The Cold War is the name given to the relationship that
developed primarily between the USA and the USSR after World War Two. The
primary American goal of 1945-1948 was to rescue Europe from the devastation of
World War II and to contain the expansion of Communism, represented by the
Soviet Union. The Truman Doctrine of 1947 provided military and economic aid to
Greece and Turkey to counteract the threat of Communist expansion in the
Balkans. In 1948, the United States replaced piecemeal financial aid programs
with a comprehensive Marshall Plan, which pumped money into the economy of
Western Europe, and removed trade barriers, while modernizing the managerial
practices of businesses and governments.
In August 1949 the Soviets tested their first nuclear
weapon, there by escalating the risk of warfare. Indeed, the threat of mutually
assured destruction prevented both powers from going too far, and resulted in
proxy wars, especially in Korea and Vietnam, in which the two sides did not
directly confront each other.
In the decades after World War II, the United States became
a global influence in economic, political, military, cultural, and
technological affairs.
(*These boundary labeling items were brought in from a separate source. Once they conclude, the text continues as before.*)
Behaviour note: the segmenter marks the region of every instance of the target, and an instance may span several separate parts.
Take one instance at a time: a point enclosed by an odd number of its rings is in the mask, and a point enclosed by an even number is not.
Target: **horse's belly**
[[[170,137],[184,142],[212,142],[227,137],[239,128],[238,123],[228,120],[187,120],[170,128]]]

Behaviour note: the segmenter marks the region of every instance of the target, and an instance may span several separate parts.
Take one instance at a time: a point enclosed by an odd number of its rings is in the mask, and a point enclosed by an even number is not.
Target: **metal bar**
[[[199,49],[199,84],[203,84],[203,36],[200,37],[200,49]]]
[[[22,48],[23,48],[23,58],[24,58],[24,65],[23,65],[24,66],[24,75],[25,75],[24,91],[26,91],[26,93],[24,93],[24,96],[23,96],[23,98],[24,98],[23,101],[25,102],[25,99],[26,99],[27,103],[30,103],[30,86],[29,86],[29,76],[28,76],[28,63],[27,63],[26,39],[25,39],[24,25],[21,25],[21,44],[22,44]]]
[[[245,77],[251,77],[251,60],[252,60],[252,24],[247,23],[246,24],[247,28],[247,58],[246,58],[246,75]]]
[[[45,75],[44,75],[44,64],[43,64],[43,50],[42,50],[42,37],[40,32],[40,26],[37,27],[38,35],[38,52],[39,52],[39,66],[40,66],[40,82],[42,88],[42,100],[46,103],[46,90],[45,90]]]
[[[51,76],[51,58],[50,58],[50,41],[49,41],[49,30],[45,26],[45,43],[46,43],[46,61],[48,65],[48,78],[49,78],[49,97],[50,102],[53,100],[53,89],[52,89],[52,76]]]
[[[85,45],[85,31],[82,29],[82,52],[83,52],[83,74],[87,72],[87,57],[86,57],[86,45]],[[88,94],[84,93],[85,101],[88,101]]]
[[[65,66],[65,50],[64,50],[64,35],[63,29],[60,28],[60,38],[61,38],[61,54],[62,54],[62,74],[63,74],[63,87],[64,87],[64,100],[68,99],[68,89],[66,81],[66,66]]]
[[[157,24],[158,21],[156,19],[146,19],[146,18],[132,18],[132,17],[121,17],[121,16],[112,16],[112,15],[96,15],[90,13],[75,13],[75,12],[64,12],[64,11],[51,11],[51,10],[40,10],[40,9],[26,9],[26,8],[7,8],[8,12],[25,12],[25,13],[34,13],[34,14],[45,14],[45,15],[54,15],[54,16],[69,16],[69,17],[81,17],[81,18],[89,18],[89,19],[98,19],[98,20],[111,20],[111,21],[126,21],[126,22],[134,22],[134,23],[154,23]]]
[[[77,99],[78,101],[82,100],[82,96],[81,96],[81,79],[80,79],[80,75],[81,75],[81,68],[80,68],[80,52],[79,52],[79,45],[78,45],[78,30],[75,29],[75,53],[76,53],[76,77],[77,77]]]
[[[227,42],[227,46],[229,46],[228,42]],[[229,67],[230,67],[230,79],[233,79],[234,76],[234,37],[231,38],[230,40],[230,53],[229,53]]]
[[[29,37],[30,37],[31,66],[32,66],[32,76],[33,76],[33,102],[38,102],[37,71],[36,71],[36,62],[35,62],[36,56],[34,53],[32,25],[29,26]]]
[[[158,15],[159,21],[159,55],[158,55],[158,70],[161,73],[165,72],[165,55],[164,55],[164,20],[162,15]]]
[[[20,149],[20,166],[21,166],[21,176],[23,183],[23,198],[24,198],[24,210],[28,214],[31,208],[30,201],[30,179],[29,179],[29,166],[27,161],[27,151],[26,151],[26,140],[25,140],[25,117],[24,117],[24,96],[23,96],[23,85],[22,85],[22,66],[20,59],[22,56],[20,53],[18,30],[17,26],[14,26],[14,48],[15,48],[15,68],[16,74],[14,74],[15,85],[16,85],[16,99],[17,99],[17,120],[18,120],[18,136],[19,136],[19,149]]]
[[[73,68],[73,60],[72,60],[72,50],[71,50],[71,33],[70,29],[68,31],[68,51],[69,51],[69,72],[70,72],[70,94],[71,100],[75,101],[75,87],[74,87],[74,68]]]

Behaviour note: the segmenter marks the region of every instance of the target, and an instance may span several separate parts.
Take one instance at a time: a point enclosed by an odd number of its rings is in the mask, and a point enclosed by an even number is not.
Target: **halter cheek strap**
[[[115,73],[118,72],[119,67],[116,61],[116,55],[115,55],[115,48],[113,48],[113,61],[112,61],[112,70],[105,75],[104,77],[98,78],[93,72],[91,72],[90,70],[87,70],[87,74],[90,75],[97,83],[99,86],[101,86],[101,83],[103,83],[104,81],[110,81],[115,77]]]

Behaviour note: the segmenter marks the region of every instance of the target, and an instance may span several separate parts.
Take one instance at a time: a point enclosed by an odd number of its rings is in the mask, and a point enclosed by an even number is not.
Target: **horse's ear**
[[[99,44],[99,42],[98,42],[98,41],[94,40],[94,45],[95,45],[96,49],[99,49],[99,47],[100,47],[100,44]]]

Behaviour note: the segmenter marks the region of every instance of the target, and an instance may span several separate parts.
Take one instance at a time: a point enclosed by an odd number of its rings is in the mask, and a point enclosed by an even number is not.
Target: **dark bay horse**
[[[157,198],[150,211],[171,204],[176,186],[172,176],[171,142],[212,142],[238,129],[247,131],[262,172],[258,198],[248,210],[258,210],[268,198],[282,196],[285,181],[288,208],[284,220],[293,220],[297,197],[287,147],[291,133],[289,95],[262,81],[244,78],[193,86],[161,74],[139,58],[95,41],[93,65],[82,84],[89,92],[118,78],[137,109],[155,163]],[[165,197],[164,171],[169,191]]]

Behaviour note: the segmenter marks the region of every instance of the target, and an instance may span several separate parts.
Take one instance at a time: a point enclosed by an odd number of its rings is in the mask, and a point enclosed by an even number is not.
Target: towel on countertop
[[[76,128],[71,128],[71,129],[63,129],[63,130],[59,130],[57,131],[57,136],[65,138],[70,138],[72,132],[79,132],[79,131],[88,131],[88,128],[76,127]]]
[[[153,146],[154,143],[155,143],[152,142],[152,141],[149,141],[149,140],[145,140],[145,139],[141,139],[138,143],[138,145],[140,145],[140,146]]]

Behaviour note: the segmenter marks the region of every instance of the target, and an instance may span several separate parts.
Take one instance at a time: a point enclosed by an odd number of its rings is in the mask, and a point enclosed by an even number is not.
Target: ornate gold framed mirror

Beginning in the 1950s, middle-class culture became
obsessed with consumer goods.
In the 1980s, the United States increased diplomatic,
military, and economic pressures on the Soviet Union, at a time when the
communist state was already suffering from economic stagnation. In the mid
1980s, the new Soviet President Mikhail Gorbachev introduced the liberalizing
reforms of perestroika and glasnost. Pressures for national independence grew
stronger in Eastern Europe, especially Poland. They reached a breaking point
when Gorbachev refused to use Soviet troops to support the faltering government
of East Germany in late 1989. Within weeks all the satellite states broke free
from Moscow in a peaceful wave of revolutions. The pressures escalated inside
the Soviet Union, where Communism fell and the USSR was formally dissolved in
late 1991. The United States remained as the world’s only superpower.